Un mélange de robusta et de graines torréfiées, infusé dans un filtre-chaussette puis versé sur la glace. Le café noir des rues de Bangkok, sucré et fumé.

Sommaire
  1. Fiche de dégustation
  2. Préparation
  3. Matériel
  4. Profil de goût
  5. Variantes
  6. Erreurs classiques
  7. Boissons proches
  8. Questions fréquentes
  9. Sources

Présentation

L'oliang est un café glacé thaïlandais préparé à partir d'un mélange qui ne contient pas que du café. La Wikipedia anglaise en donne la composition : mouture de robusta, sucre brun et diverses graines et céréales torréfiées, cardamome, maïs, soja, riz et sésame. De là viennent son parfum fumé et ses notes de céréales grillées.

La préparation passe par un filtre en tissu appelé tungdtom, une chaussette de coton tendue sur un anneau métallique muni d'un manche. On y met le mélange, on verse de l'eau bouillante, et on laisse infuser une dizaine de minutes jusqu'à obtenir un café très foncé et très concentré, prêt à recevoir la glace.

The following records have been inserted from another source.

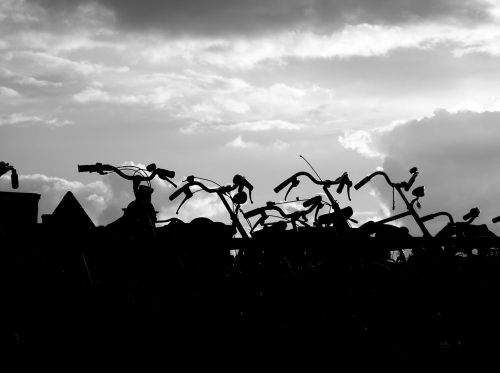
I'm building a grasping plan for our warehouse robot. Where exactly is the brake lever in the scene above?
[250,214,269,234]
[175,189,193,214]
[285,179,300,201]
[161,177,177,188]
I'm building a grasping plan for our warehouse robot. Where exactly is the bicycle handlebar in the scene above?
[274,176,294,193]
[354,174,375,190]
[354,167,418,191]
[78,163,177,188]
[274,171,352,200]
[0,161,19,189]
[463,207,480,221]
[243,196,322,220]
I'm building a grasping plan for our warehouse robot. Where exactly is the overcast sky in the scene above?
[0,0,500,234]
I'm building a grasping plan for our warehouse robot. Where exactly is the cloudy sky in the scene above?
[0,0,500,234]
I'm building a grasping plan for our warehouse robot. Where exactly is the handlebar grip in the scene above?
[10,169,19,189]
[168,187,184,201]
[78,164,97,172]
[243,207,265,219]
[420,213,440,222]
[463,207,479,220]
[274,179,292,193]
[404,172,418,192]
[160,168,175,179]
[302,196,323,208]
[354,176,370,190]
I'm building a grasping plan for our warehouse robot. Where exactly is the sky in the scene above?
[0,0,500,235]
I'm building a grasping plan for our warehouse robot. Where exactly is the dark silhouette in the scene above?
[0,163,500,368]
[0,161,19,189]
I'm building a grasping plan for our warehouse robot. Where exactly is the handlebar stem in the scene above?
[358,171,432,237]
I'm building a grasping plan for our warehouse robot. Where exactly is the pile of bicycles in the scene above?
[0,157,500,362]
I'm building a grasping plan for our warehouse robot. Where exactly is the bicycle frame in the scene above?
[354,171,432,237]
[168,177,250,238]
[274,171,352,231]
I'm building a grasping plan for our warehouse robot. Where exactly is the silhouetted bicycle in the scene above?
[78,163,177,235]
[0,161,19,189]
[169,175,253,238]
[354,167,431,237]
[274,169,352,234]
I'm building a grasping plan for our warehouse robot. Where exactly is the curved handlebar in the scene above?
[168,181,225,201]
[354,167,418,191]
[243,196,322,220]
[420,211,455,224]
[78,163,177,188]
[273,176,298,193]
[0,161,19,189]
[274,171,352,200]
[463,207,480,221]
[302,196,323,208]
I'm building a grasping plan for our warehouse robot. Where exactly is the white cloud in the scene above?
[226,136,290,151]
[0,87,21,98]
[226,136,259,149]
[0,113,73,127]
[17,76,62,87]
[141,23,500,69]
[344,110,500,234]
[215,119,303,132]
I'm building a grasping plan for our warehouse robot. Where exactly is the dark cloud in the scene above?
[30,0,494,36]
[366,110,500,233]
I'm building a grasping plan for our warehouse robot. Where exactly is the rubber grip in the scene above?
[78,164,96,172]
[243,207,265,219]
[168,187,185,201]
[354,176,370,190]
[274,179,292,193]
[463,207,479,220]
[10,170,19,189]
[160,168,175,179]
[302,196,322,208]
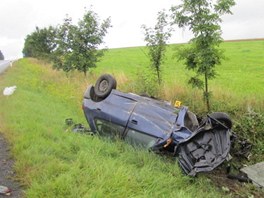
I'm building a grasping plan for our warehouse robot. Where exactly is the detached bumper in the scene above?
[175,125,231,176]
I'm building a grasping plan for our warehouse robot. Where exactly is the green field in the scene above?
[95,40,264,110]
[0,41,264,198]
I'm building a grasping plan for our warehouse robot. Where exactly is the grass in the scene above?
[0,59,230,198]
[93,40,264,111]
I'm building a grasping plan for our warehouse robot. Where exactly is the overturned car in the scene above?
[83,74,232,176]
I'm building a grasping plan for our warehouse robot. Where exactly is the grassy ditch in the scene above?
[0,59,233,198]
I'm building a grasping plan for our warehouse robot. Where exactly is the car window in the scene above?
[125,129,157,148]
[95,119,125,138]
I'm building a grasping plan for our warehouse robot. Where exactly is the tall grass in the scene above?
[0,59,229,198]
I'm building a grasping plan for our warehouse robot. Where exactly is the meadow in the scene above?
[0,41,264,198]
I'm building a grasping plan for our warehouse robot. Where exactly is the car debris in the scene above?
[240,162,264,188]
[3,86,17,96]
[0,185,11,196]
[65,118,94,135]
[83,74,232,176]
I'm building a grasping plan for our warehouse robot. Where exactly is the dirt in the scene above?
[207,167,264,198]
[0,132,22,198]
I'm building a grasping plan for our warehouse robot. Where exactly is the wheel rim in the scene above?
[99,80,109,92]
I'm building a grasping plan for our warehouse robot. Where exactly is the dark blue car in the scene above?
[83,74,232,176]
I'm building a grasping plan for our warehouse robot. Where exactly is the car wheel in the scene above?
[209,112,233,129]
[94,74,116,98]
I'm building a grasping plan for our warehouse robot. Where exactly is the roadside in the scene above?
[0,132,22,198]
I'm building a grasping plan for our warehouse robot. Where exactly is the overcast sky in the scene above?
[0,0,264,59]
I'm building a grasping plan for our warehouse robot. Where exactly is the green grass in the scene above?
[0,59,229,198]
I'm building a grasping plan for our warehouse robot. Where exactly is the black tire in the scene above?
[209,112,233,129]
[94,74,116,98]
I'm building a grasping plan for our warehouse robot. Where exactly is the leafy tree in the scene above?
[22,26,56,59]
[142,10,172,84]
[171,0,235,111]
[52,8,110,75]
[0,50,5,60]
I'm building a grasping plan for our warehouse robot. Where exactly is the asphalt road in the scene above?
[0,60,12,73]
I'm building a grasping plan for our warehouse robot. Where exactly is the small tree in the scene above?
[142,10,172,84]
[0,50,5,60]
[171,0,235,111]
[22,26,56,59]
[53,11,110,75]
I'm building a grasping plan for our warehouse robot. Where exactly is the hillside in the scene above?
[0,41,264,198]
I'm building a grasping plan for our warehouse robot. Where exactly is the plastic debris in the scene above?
[3,86,17,96]
[0,185,11,195]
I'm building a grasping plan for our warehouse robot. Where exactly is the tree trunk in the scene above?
[204,72,211,113]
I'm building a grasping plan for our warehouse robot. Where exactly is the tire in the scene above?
[209,112,233,129]
[94,74,116,98]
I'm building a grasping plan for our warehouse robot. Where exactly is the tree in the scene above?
[52,8,110,75]
[0,50,5,60]
[142,10,172,84]
[22,26,56,59]
[171,0,235,111]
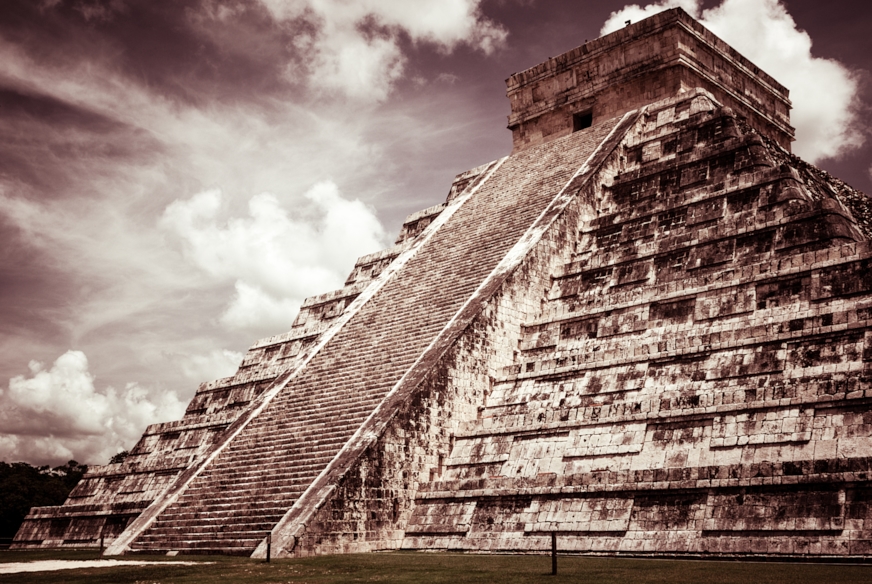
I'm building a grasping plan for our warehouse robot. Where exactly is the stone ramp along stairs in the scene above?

Le nom vient du teochew 烏涼, qui signifie littéralement noir et glacé. Les Teochew forment la majorité de la population chinoise de Thaïlande, et l'oliang appartient à cette double culture. Servi nature, il ne contient aucun produit laitier ; c'est en le complétant de lait qu'on obtient les autres boissons de la famille.

Préparation

≈ 15 min · 1 grand verre

Ingrédients

  • Mélange oliang (robusta moulu, maïs, soja, riz, sésame, cardamome torréfiés)30 g
  • Eau bouillante250 ml
  • Sucre brun ou sirop de sucre10 à 20 g, au goût
  • Glaçons1 verre plein (≈ 150 g)
  • Lait concentré sucré ou lait évaporéfacultatif, 20 à 30 ml
  1. Charger le filtre. 30 g de mélange oliang dans le filtre en tissu, le tungdtom. À défaut, un filtre à thé en coton, une chaussette à café ou une cafetière à piston font le travail.

  2. Verser l'eau bouillante. 250 ml d'un coup sur la mouture, en deux fois si le filtre est étroit. Le mélange gonfle beaucoup à cause des céréales.

  3. Laisser infuser dix minutes. Le filtre trempe dans le récipient, comme un sachet de thé. Le liquide doit devenir presque noir et sentir la céréale grillée.

  4. Sucrer à chaud. 10 à 20 g de sucre brun remués dans le café encore chaud. Sur la glace, le sucre ne se dissoudrait plus.

  5. Verser sur un verre de glaçons. Remplissez un grand verre de glace et versez le café dessus. Une bonne partie fond aussitôt, c'est pourquoi l'infusion est faite si serrée.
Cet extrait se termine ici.